McElroy, who graduated from Harvard University in 1976, was named bishop of San Diego in 2015 by Pope Francis and appointed to the College of Cardinals in 2022.
He has also provided controversial views on sexuality and LGBT-identifying individuals and pushes for acceptance within the Church, agreeing with Pope Francis’ idea “that the Church is a field hospital bringing healing to souls, all in need of grace and support from one another, not condemnation.”
According to Harvard Magazine, McElroy said that while most Catholics “admire and cherish” Pope Francis, “the ideological polarization that cripples our society at this moment shapes divergent responses to the pope’s teachings,” in regards to issues like climate change, LGBT individuals, and war.
“Many bishops who oppose the direction in which Pope Francis is leading the Church worry that his pastoral approach undermines the dedication to truth that is part of Catholic faith,” McElroy added. “Francis tells us that for the Christian, truth is not an idea, but a person—Jesus Christ—who calls us to conversion in love and mercy.”

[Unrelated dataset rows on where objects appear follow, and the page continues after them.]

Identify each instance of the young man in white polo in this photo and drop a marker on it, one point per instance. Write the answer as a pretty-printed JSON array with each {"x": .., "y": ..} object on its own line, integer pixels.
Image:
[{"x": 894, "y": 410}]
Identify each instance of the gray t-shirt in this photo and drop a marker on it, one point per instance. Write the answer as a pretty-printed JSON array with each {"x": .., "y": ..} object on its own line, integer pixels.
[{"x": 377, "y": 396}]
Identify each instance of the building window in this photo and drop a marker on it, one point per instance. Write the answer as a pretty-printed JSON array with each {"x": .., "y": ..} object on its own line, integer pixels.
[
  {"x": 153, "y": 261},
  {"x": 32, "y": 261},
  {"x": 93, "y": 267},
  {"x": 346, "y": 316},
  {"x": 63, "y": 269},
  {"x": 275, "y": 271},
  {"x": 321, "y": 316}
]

McElroy told Harvard Magazine that political tribalism has entered the Church, which has resulted in a need to reform “our own structures of exclusion.” According to him, reform “will require a long pilgrimage of sustained prayer, reflection, dialogue and action—all of which should begin now.”
He also expressed sadness that partisan and political conflict is “so easily sown” and “impedes functional progress.”
McElroy told Harvard Magazine that his work to include LGBT individuals in the Church began in the 1980s as a young parish priest in San Francisco, when he visited HIV-positive parishioners.
“[V]ery often their families refused to embrace them in their illness,” he said. “I think it was then that I began to seek ways to show that LGBTQ+ persons are truly, equally members of the Catholic Church and that all dimensions and attitudes of exclusion should end.”
Studying history at Harvard helped influence and expand his opinions, as he deliberately chose the school for exposure to other worldviews. After Harvard, he obtained a master’s degree in American history from Stanford, and a master’s in divinity from St. Patrick’s Seminary.
McElroy told Harvard Magazine that the experiences from all three schools “introduced me to a wide diversity of human experiences, cultures, and social environments.”
“Hopefully, this created in me a greater empathy, a willingness to listen, and an understanding that my own experience was just a small microcosm of the human reality in our world,” he said.